In a statement, YouTube said: "This court's interpretation of the European Union Copyright Directive would make it much more difficult for user generated content platforms to operate. It would jeopardise not only YouTube but every other innovative service on the internet that allows users to submit content by forcing them to implement filtering."
A spokesman for Gema said: "This is an important partial victory."
The agency, which says it represents more than 64,000 songwriters and musicians, demands that music-on-demand platforms that stream music to users for free and are financed by advertisements pay just over 10% of their music revenues.
Sites that are very interactive should also have to pay at least €0.60 (£0.49) per stream, according to Gema.
YouTube says 60 hours of video are uploaded to its site every minute, and more than 3bn hours of video are watched on the platform each month.
Google said on Friday it was prepared to resume negotiations with Gema to seek an agreement on the use of copyrighted content. Gema and YouTube held talks from April 2009 until the suit was filed in September 2010, with no result.
Recent lawsuits have centred on a crucial issue for media companies: how to win internet viewers without ceding control of TV shows, movies and music.
A push for better legal protection of artists' and media companies' rights has met opposition from those who fear tighter regulation will curb their freedom to download movies and music for free and encourage internet surveillance.
Earlier this year, tens of thousands of demonstrators took to the streets across Europe to protest against an international anti-piracy agreement.

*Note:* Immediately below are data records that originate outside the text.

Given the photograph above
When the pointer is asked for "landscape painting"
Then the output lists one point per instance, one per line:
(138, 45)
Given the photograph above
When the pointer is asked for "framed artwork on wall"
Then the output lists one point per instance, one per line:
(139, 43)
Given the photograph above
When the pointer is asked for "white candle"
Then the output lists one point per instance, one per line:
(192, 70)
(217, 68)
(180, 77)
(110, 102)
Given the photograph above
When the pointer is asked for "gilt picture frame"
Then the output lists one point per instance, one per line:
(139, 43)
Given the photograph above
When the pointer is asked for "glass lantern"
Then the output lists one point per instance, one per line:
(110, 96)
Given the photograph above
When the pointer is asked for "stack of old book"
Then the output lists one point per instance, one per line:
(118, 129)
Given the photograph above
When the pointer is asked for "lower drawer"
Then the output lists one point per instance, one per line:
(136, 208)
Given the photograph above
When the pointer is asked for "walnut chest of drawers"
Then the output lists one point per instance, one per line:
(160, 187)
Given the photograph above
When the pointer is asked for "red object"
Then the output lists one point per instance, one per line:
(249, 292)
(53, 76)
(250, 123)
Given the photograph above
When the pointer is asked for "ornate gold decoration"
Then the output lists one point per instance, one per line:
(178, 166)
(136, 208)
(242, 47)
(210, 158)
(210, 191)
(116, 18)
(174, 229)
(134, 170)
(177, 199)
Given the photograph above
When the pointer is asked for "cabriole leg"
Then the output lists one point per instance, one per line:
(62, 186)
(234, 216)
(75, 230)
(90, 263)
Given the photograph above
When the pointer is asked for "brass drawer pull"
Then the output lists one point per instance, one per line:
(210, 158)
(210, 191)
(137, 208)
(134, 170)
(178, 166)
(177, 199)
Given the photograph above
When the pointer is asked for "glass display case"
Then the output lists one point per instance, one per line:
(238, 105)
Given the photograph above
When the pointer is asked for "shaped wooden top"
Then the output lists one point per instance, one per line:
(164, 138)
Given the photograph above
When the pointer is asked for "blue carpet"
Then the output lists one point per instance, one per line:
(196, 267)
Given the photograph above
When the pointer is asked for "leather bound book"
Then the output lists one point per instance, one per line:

One vocal group opposing the anti-counterfeiting trade agreement (ACTA) is Germany's upstart Pirate party, which came out of nowhere last year and according to a recent poll has overtaken the Greens to become the third strongest political grouping in the country.
The arrest of Kim Dotcom, the German national who founded the online file-sharing site Megaupload.com, earlier this year is the most prominent recent case of authorities cracking down on copyright infringement.
Prosecutors say he was the ringleader of a group that netted $175m since 2005 by copying and distributing music, movies and other copyrighted content without authorisation.